编译成.pyc和.pyo文件后,执行的速度会更快。所以一般一些重复性并多次调用的代码会被编译成这两种可执行的方式来待调用。

二、变量、运算与表达式

这里没什么好说的,有其他语言的编程基础的话都没什么问题。和Matlab的相似度比较大。这块差别不是很大。具体如下:



需要注意的一个是:5/2 等于2,5.0/2才等于2.5。

[python] view
plain copy

###################################

### compute #######

# raw_input() get input from keyboard to string type

# So we should transfer to int type

# Some new support computing type:

# and or not in is < <= != == | ^ & << + - / % ~ **

print 'Please input a number:'

number = int(raw_input())

number += 1

print number**2 # ** means ^

print number and 1

print number or 1

print not number

5/2 # is 2

5.0/2 # is 2.5, should be noted

三、数据类型

1、数字

通常的int, long,float,long等等都被支持。而且会看你的具体数字来定义变量的类型。如下:

[python] view
plain copy

###################################

### type of value #######

# int, long, float

# do not need to define the type of value, python will

# do this according to your value

num = 1 # stored as int type

num = 1111111111111 # stored as long int type

num = 1.0 # stored as float type

num = 12L # L stands for long type

num = 1 + 12j # j stands for complex type

num = '1' # string type

2、字符串

单引号,双引号和三引号都可以用来定义字符串。三引号可以定义特别格式的字符串。字符串作为一种序列类型,支持像Matlab一样的索引访问和切片访问。

[python] view
plain copy

###################################

### type of string #######

num = "1" # string type

num = "Let's go" # string type

num = "He's \"old\"" # string type

mail = "Xiaoyi: \n hello \n I am you!"

mail = """Xiaoyi:

hello

I am you!

""" # special string format

string = 'xiaoyi' # get value by index

copy = string[0] + string[1] + string[2:6] # note: [2:6] means [2 5] or[2 6)

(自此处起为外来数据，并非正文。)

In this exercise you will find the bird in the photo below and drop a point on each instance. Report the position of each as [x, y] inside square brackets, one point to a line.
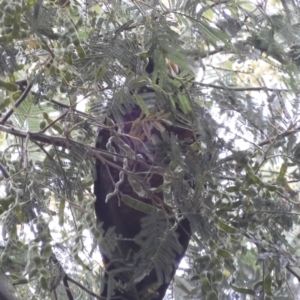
[143, 238]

copy = string[:4] # start from 1

copy = string[2:] # to end

copy = string[::1] # step is 1, from start to end

copy = string[::2] # step is 2

copy = string[-1] # means 'i', the last one

copy = string[-4:-2:-1] # means 'yoa', -1 step controls direction

memAddr = id(num) # id(num) get the memory address of num

type(num) # get the type of num

3、元组

元组tuple用()来定义。相当于一个可以存储不同类型数据的一个数组。可以用索引来访问,但需要注意的一点是,里面的元素不能被修改。

[python] view
plain copy

###################################

### sequence type #######

## can access the elements by index or slice

## include: string, tuple(or array? structure? cell?), list

# basis operation of sequence type

firstName = 'Zou'

lastName = 'Xiaoyi'

len(string) # the length

name = firstName + lastName # concatenate 2 string

firstName * 3 # repeat firstName 3 times

'Z' in firstName # check contain or not, return true

string = '123'

max(string)

min(string)

cmp(firstName, lastName) # return 1, -1 or 0

## tuple(or array? structure? cell?)

## define this type using ()

user = ("xiaoyi", 25, "male")

name = user[0]

age = user[1]

gender = user[2]

t1 = () # empty tuple

t2 = (2, ) # when tuple has only one element, we should add a extra comma

user[1] = 26 # error!! the elements can not be changed

name, age, gender = user # can get three element respectively

a, b, c = (1, 2, 3)

4、列表

列表list用[]来定义。它和元组的功能一样,不同的一点是,里面的元素可以修改。List是一个类,支持很多该类定义的方法,这些方法可以用来对list进行操作。

[python] view
plain copy

## list type (the elements can be modified)

## define this type using []

userList = ["xiaoyi", 25, "male"]

name = userList[0]

age = userList[1]

gender = userList[2]

userList[3] = 88888 # error! access out of range, this is different with Matlab

userList.append(8888) # add new elements

"male" in userList # search

userList[2] = 'female' # can modify the element (the memory address not change)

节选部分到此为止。